Publishing Data¶

DataJoint is a framework for building data pipelines that support rigorous flow of structured data between experimenters, data scientists, and computing agents during data acquisition and processing within a centralized project. Publishing final datasets for the outside world may require additional steps and conversion.

Provide access to a DataJoint server¶

One approach for publishing data is to grant public access to an existing pipeline. Then public users will be able to query the data pipelines using DataJoint's query language and output interfaces just like any other users of the pipeline. For security, this may require synchronizing the data onto a separate read-only public server.

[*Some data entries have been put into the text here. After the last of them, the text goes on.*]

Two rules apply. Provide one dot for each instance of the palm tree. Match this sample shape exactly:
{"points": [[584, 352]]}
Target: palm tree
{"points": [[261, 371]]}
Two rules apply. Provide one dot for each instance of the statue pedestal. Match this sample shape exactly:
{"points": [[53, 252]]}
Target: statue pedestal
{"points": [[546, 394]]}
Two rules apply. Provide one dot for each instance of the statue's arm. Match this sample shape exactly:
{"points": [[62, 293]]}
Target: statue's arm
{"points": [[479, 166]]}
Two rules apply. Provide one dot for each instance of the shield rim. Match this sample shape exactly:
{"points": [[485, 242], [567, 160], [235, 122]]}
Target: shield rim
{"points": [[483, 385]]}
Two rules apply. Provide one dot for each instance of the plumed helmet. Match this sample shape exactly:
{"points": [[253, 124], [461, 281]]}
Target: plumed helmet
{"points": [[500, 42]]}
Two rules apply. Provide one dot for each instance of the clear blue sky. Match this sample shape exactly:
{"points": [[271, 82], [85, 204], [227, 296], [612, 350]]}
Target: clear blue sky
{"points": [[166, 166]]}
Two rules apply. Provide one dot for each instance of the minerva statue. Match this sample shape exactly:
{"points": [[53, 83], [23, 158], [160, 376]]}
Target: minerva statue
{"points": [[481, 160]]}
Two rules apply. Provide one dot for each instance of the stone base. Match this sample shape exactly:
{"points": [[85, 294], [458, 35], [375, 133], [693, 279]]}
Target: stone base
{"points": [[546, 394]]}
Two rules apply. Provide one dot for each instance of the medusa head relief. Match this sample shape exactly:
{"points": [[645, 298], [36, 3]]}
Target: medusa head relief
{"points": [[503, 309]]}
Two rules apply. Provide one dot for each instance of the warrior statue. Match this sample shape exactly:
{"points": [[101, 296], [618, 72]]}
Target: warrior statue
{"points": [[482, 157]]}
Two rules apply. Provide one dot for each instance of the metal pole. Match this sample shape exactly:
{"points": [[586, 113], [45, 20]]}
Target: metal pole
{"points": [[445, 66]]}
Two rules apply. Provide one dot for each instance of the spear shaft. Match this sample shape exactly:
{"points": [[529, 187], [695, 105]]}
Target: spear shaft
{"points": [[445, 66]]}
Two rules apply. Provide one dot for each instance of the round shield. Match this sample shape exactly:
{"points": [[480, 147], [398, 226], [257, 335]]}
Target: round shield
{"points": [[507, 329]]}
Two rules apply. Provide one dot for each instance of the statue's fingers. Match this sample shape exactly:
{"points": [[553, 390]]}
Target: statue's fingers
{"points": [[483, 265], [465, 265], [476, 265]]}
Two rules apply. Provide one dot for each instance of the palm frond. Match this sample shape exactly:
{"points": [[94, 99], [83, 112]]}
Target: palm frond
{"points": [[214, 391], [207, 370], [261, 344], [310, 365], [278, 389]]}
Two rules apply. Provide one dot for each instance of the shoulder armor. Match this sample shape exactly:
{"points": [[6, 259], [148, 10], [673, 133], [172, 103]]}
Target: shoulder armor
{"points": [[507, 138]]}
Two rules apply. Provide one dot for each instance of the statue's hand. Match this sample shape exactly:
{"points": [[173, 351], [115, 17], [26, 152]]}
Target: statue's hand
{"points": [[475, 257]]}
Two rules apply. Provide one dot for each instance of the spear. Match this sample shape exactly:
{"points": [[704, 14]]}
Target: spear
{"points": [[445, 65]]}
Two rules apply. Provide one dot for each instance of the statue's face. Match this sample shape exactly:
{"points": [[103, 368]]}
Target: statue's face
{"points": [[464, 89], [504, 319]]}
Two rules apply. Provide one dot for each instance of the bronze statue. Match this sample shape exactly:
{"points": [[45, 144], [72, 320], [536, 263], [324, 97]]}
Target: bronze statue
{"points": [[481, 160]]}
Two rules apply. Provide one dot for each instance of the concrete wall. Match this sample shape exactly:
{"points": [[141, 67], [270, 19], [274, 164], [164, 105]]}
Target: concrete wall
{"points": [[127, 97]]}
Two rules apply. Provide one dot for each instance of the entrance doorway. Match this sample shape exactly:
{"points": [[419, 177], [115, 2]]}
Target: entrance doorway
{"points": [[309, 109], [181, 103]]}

Containerizing as a DataJoint pipeline¶

Containerization platforms such as Docker allow convenient distribution of environments including database services and data. It is convenient to publish DataJoint pipelines as a docker container that deploys the populated DataJoint pipeline. One example of publishing a DataJoint pipeline as a docker container is

Sinz, F., Ecker, A.S., Fahey, P., Walker, E., Cobos, E., Froudarakis, E., Yatsenko, D., Pitkow, Z., Reimer, J. and Tolias, A., 2018. Stimulus domain transfer in recurrent models for large scale cortical population prediction on video. In Advances in Neural Information Processing Systems (pp. 7198-7209). https://www.biorxiv.org/content/early/2018/10/25/452672

The code and the data can be found at https://github.com/sinzlab/Sinz2018_NIPS.

Exporting into a collection of files¶

Another option for publishing and archiving data is to export the data from the DataJoint pipeline into a collection of files. DataJoint provides features for exporting and importing sections of the pipeline. Several ongoing projects are implementing the capability to export from DataJoint pipelines into Neurodata Without Borders files.